My health is my number one priority right now and it's going to have to remain that way for awhile and probably for the rest of my life really because when you think about it, what else can you focus on if you do NOT have your health to back you up in your daily life?

If I could sleep through the night just once and not wake up in pain, that would be a bonus. To me, the lack of sleep is affecting my life. I am not making appointments for nine a.m anymore. I overslept this morning and missed my counseling appointment. I woke up a half hour late and immediately called her and we chatted on the phone which helps just the same I would imagine. In fact I felt more natural talking to her on the phone today than I ever have in her office. Not sure if she is really helping in regards to the anxiety this whole ordeal is causing me, specifically the worry over my job situation about letting down my co-workers, missing out and losing the few skills I struggled to learn to begin with!
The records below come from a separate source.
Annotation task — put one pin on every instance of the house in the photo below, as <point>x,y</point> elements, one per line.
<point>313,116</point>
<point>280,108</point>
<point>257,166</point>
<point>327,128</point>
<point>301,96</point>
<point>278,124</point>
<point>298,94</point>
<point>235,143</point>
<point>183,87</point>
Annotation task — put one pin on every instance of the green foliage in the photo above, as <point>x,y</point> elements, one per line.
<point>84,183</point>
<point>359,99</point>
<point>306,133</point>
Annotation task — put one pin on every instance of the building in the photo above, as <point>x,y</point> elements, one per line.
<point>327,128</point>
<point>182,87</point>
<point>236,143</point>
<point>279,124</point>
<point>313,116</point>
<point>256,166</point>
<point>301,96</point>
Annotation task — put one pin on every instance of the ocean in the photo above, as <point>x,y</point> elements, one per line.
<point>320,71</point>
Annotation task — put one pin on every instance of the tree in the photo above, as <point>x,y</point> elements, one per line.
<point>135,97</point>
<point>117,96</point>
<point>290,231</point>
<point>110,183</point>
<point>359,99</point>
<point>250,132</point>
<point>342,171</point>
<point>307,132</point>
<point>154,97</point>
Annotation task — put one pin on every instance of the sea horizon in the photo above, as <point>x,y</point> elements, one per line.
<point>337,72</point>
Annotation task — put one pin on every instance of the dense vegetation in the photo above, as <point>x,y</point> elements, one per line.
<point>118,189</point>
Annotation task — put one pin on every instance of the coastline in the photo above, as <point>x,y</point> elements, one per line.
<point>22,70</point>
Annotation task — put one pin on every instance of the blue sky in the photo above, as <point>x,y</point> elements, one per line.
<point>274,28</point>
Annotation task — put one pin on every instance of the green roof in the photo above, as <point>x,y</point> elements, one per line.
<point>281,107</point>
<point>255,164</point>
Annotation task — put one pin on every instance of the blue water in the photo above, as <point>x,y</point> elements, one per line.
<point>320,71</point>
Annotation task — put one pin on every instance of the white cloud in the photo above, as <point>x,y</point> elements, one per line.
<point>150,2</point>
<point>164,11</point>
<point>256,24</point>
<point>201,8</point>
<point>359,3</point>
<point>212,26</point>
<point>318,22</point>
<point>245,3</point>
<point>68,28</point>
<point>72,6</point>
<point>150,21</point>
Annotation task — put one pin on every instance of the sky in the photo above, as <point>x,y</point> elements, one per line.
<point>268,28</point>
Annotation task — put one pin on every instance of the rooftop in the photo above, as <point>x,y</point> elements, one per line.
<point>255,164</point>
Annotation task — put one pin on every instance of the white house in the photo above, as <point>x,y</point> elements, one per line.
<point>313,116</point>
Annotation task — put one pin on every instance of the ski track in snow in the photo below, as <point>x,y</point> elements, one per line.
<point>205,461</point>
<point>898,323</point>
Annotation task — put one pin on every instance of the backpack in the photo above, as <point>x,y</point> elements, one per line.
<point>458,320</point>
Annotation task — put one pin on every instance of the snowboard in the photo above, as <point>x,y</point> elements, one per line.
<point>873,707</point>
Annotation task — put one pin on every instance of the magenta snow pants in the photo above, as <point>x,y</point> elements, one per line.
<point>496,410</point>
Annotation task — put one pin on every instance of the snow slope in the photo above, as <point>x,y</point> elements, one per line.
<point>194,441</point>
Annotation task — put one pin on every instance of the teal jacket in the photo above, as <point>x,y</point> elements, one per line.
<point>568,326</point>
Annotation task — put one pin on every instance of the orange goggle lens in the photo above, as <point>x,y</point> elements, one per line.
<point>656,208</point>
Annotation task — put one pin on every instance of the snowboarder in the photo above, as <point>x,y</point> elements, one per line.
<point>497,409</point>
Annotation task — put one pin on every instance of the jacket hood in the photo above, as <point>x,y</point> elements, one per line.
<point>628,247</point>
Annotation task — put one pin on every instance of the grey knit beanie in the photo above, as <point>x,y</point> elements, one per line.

I am almost afraid to return to work for fear that I can not do the job I was capable of doing before I started to hurt. Being a perfectionist, for me I find if I can't do things right, why do them at all? I need to get past this in order to get back to where I was and hopefully if I can get this pain under control I will get there and until then, my co-workers will just have to wait. I've been told not to focus so much on what other people might be thinking. How am I to really know what they are thinking? I guess for me, the fact that my work didn't bother to send me a 'get well' card makes me wonder if they really support me with this or perhaps they are thinking I'm faking the whole thing! If that's the case, then I guess I really don't want to work with people who would think such a thing anyway. I try and tell myself that I'd been there long enough for them to get to know me and my work ethic and the thought would never cross their minds but you never know and given the fact I have no answers as to when I can possibly return to work, I can understand the possible suspicion that could arise. I know what a hard working gal I've been throughout the years.

I could write all kinds of funny things about the things I've done at my past jobs, the comments other co-workers have said about me, so many people to vouch for my character over the years. I've often gone way above the call of duty just to get a task done for someone and it's nice to be recognized for it and so for me this whole taking three or more months off work is unheard of. I've never been on employment insurance other than maternity leave benefits and I hope I never have to go down this road again. Don't get me wrong. I am grateful that it exists and by the time my benefits expire and the end of May I will be wishing they lasted longer if I'm not pain free but to be honest, Pain and I are getting accustomed to our little relationship we've got going on. Better to accept it and move on with my life!